É perpetuada, portanto, essa clínica clássica, que tem como ênfase a dimensão intra- individual dos usuários, sendo o indivíduo visto como abstrato e a-histórico, conforme análise de Bock (1999, 2001), e que se adequa ao modelo biomédico com enfoque na doença, no atendimento individual e no saber-poder do profissional sobre os outros, vistos como pessoas que nada sabem sobre sua própria vida.

A análise dos referenciais teóricos citados pelos entrevistados como orientadores de suas práticas mostra um predomínio das abordagens clínicas individualistas. Assim, também é possível questionar a própria orientação teórica utilizada pelos profissionais, como propõem Yamamoto, Trindade e Oliveira (2002) ao discutir a adequação dessas abordagens, principalmente de cunho individualista, para um trabalho na saúde. 27

27

O autor questiona isso para o trabalho em hospitais, o que aqui considero bem pertinente para as Unidades de Saúde.

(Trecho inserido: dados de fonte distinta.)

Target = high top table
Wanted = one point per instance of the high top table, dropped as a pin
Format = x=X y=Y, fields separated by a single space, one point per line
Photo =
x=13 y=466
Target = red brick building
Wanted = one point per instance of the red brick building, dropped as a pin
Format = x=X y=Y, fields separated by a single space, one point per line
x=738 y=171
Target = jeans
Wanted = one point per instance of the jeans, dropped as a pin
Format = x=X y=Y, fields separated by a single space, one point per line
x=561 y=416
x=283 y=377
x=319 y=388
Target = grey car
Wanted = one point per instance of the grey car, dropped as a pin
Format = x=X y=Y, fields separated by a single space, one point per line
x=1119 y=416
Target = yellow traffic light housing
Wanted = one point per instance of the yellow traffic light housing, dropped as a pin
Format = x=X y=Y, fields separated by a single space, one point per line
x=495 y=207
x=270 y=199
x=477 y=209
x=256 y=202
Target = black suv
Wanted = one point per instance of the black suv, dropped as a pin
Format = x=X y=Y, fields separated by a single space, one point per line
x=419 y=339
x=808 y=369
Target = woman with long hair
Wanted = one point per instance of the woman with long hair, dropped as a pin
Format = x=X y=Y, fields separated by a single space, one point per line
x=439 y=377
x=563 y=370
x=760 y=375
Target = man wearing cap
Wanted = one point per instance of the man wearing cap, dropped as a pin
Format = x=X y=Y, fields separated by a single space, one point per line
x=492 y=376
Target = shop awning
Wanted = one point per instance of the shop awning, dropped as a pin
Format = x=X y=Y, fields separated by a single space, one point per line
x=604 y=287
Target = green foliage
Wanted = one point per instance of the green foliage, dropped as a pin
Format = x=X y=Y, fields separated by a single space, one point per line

Dimenstein (1998) corrobora com esse questionamento ao analisar o modelo de atendimendo que tem sido usado nas Unidades de Saúde pelos psicólogos:

É acerca dessa formação que muitas referências na literatura vêm apontar o fato de estar havendo uma transposição pura e simples do modelo hegemônico de atuação clínica do psicólogo para o setor público, seja postos, centros ou ambulatórios, independentemente dos objetivos dos mesmos e das características da população neles atendida, gerando com isso uma prática inadequada e descontextualizada. Isso significa que há predominantemente a utilização de técnicas psicoterápicas, as quais são tomadas como o único instrumento de trabalho do psicólogo e como portadoras de um valor intrínseco, independente de onde e com quem são utilizados (DIMENSTEIN, 1998, p. 74).

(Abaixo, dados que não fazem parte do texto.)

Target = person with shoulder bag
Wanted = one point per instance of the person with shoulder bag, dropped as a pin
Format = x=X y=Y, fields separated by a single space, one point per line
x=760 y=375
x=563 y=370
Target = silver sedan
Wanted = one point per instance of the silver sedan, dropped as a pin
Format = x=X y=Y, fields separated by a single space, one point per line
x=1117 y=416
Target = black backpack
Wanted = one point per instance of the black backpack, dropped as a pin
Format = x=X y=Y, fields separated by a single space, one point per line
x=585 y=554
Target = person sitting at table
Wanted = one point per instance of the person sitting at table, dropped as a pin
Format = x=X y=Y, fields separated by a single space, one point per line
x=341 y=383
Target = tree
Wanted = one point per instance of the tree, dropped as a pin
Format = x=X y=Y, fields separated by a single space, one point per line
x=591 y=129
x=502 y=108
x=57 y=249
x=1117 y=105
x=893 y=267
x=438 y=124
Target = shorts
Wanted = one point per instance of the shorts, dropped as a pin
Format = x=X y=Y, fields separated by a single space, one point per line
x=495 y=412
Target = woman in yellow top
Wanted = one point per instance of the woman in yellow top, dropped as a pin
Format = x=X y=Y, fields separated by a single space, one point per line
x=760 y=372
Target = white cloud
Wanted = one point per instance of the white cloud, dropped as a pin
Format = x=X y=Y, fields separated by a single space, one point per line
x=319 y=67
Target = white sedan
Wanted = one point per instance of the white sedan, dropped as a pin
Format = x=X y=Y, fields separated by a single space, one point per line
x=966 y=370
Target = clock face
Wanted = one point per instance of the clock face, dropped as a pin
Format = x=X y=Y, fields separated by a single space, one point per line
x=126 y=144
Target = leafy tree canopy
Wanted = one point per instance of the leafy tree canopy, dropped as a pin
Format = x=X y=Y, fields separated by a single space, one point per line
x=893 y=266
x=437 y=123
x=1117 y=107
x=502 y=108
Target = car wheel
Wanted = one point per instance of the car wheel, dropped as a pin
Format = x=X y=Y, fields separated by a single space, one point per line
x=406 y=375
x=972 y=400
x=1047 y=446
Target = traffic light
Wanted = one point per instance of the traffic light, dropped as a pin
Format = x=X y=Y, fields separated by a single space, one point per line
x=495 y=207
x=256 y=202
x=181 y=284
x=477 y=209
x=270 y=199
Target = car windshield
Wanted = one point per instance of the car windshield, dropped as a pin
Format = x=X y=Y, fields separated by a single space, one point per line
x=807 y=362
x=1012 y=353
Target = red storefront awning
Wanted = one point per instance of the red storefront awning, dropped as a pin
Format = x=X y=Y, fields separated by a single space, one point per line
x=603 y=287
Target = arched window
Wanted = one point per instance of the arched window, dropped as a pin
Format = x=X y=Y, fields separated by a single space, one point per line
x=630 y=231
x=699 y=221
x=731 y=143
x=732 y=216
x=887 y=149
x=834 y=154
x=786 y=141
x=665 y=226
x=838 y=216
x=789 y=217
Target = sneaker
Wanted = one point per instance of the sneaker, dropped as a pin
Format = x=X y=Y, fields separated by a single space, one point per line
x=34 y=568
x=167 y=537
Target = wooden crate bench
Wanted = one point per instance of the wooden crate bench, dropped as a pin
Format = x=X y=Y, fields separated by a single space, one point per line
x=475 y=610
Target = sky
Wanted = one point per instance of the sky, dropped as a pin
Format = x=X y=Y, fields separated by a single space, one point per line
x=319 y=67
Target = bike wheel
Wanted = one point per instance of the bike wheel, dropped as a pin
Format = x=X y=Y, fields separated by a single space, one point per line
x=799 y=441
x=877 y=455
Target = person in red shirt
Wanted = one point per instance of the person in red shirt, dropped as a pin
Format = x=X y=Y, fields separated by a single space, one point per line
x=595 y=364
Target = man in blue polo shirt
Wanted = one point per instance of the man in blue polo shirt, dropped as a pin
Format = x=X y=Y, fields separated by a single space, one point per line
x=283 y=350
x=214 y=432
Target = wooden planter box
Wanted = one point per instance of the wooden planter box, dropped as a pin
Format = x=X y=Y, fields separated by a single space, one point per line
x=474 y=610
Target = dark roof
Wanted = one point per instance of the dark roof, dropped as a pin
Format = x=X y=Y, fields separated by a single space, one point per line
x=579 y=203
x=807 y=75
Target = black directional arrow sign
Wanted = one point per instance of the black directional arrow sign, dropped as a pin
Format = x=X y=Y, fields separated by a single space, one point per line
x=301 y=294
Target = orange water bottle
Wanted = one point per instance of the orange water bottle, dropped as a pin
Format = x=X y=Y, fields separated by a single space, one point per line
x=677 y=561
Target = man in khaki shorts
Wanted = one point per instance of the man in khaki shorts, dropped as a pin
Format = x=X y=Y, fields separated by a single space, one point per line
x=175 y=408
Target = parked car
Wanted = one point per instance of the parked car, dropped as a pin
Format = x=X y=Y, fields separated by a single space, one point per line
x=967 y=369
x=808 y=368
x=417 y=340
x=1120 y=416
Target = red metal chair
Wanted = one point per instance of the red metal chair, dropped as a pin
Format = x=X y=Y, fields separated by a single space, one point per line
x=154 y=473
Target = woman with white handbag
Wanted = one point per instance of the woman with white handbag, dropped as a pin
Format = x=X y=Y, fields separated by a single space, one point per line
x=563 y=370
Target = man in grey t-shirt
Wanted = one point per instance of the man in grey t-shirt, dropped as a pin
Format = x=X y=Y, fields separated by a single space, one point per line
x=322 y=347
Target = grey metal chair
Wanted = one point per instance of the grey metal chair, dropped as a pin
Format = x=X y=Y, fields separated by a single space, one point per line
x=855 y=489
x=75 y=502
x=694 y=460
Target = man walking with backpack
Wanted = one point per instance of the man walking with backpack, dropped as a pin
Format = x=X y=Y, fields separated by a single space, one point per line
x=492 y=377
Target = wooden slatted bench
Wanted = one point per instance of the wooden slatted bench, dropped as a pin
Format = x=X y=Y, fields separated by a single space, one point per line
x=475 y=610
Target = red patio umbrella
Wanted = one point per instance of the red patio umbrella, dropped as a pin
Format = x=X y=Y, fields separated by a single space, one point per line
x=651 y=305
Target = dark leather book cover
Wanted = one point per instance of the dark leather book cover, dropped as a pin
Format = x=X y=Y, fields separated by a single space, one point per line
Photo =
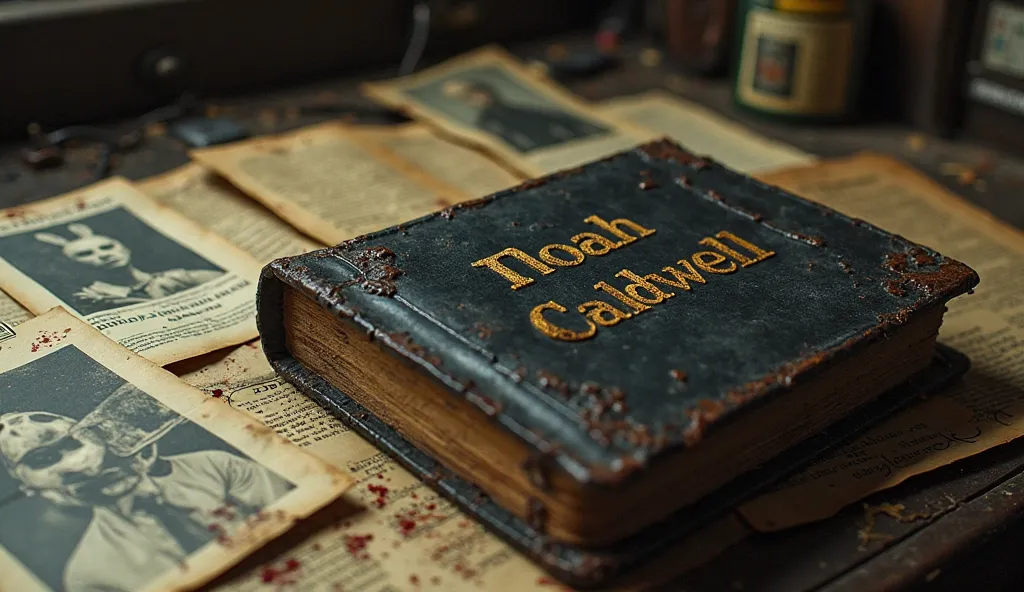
x=619 y=312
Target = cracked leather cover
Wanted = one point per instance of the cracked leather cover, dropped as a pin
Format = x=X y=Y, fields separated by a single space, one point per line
x=834 y=286
x=679 y=370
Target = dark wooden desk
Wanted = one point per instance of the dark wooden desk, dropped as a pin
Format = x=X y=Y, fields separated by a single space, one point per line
x=975 y=535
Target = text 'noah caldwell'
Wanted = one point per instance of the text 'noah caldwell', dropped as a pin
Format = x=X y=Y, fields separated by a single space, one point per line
x=728 y=253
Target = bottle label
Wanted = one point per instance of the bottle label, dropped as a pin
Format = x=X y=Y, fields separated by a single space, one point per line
x=811 y=5
x=1004 y=48
x=795 y=64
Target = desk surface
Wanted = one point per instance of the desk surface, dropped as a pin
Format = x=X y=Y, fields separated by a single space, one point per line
x=976 y=504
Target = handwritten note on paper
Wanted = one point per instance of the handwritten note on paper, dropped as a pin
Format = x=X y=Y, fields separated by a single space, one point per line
x=986 y=409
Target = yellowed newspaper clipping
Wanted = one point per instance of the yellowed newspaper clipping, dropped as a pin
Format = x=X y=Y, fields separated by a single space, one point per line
x=142 y=275
x=120 y=476
x=704 y=132
x=214 y=204
x=328 y=183
x=491 y=100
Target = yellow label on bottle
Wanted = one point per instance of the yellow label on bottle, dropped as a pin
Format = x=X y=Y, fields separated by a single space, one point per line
x=794 y=64
x=811 y=5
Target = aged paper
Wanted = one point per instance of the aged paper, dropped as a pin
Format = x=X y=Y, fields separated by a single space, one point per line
x=327 y=183
x=466 y=169
x=401 y=535
x=10 y=311
x=987 y=409
x=121 y=477
x=214 y=204
x=702 y=131
x=488 y=98
x=142 y=275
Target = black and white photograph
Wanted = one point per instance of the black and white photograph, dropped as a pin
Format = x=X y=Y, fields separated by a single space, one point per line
x=105 y=261
x=495 y=101
x=102 y=488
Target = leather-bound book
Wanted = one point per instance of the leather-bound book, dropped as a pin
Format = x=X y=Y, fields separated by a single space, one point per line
x=601 y=347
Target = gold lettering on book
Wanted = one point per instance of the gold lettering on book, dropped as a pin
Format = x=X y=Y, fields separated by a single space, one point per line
x=589 y=244
x=494 y=263
x=553 y=331
x=639 y=295
x=642 y=293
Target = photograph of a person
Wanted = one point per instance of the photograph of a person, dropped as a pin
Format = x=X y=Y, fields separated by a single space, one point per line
x=6 y=332
x=102 y=488
x=494 y=100
x=107 y=261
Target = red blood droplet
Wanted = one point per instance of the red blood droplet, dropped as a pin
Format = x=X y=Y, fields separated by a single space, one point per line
x=268 y=575
x=356 y=543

Uma prática pautada nesse modelo explica o que fazer e como fazer, de forma que esse saber fica estagnado ao longo do tempo e perde de vista a questão social, impossibilitando a construção de novas formas de trabalho, pois já existe uma estabelecida, a qual todos devem se enquadrar. Como analisam Yamamoto, Trindade e Oliveira (2002), o grande desafio dos profissionais psicólogos nessa área da saúde é

superar as formas conservadoras de inserção, buscando ampliar seu espaço de atuação, com todas as implicações desse processo (p. 241).

Cabe ressaltar, por fim, que algumas novas formas podem estar sendo gestadas, para além da predominância do atendimento clínico individual. Entretanto, essas rupturas não foram apreendidas pelas entrevistas, sendo necessárias outras investigações para compreender os possíveis novos modos de um fazer profissional que podem não estar inseridos oficialmente nos discursos, mas acontecendo na prática.